Repetition within the two books bears witness to his
fragmented thinking. Yet, scattered throughout are observations so memorable that one wonders how he could have composed them.
"More than sweet recollections are at stake when memories begin to lose their leaves. Fire scours the brain, disabling
mind and body and squeezing what is left of life hanging on a tombstone."
Through his books and multiple
media appearances Thomas DeBaggio put a face on a dreaded disease, the face of a relatively young, thin, wiry man with gray
hair, an unruly moustache and a haunted look in his eyes. He and his family did a series of interviews with Noah Adams for
National Public Radio's All Things Considered. He was mentioned in a New York Times article about AD, and featured in articles in the
Washington Post, USA Today, the Houston Chronicle,
and other papers across the country. He appeared on Good Morning, America, and he and Joyce appeared
on Oprah.
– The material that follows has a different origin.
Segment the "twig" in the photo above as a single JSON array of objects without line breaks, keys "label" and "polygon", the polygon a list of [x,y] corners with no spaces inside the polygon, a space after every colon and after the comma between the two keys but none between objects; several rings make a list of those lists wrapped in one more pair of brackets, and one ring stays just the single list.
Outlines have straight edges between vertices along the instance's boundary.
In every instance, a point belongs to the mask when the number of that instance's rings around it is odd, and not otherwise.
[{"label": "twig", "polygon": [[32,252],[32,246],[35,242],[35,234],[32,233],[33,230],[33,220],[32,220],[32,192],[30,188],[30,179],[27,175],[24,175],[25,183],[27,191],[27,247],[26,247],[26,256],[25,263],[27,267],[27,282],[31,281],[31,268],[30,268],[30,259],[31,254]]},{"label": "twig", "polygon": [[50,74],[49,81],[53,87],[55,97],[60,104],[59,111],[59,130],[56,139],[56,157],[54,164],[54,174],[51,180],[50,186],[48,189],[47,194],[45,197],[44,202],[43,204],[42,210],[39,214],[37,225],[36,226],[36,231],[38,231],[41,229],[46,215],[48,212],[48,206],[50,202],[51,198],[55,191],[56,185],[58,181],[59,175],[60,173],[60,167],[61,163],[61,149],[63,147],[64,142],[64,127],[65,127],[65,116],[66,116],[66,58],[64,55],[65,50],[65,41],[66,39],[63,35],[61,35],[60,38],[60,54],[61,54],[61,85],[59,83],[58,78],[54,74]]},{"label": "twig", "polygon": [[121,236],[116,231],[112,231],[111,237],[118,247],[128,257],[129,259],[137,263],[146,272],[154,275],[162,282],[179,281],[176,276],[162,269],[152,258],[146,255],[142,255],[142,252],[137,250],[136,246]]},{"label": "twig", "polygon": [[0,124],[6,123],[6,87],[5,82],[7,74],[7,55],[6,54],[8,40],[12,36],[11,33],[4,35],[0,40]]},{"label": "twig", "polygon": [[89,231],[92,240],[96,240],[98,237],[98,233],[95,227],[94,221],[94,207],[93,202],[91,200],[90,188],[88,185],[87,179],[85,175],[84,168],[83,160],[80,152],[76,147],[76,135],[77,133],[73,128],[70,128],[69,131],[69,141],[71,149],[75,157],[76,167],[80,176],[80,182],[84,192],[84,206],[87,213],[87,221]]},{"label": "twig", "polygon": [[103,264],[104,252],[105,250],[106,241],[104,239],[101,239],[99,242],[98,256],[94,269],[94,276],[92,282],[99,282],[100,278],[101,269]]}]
HBO cameramen frequently followed him around for a documentary on AD.
DeBaggio
found his voice as a spokesman for himself and others whose minds and souls are being eroded. In When It Gets
Dark he wrote this stunning passage: "It has not been long since I looked into the chaos of the abyss and
cried. Now that tarnished world beckons again. I loosen shards from the steep walls to begin my long descent into the lonely
world of silence. It is a world so secret its vocabulary has not been written."
It appears, however, that
the vocabulary of Alzheimer's disease has been written, word by word, sentence by sentence, a legacy from a man who wrote,
"The only time I feel alive now is when I am writing, under the spell of work and memories."
Tom no
longer remembers his friends, neighbors, and customers, but we remember him. When my husband was an apprentice Master Gardener
in Virginia, he worked for Tom in his greenhouse and they became friends. Gary came home from work wearing a potpourri of
herbal scents; among them my favorite, rosemary. Today, when I walk in the garden, I pick a sprig of rosemary to carry with
me, and I think of Tom. There's rosemary; that's for remembrance.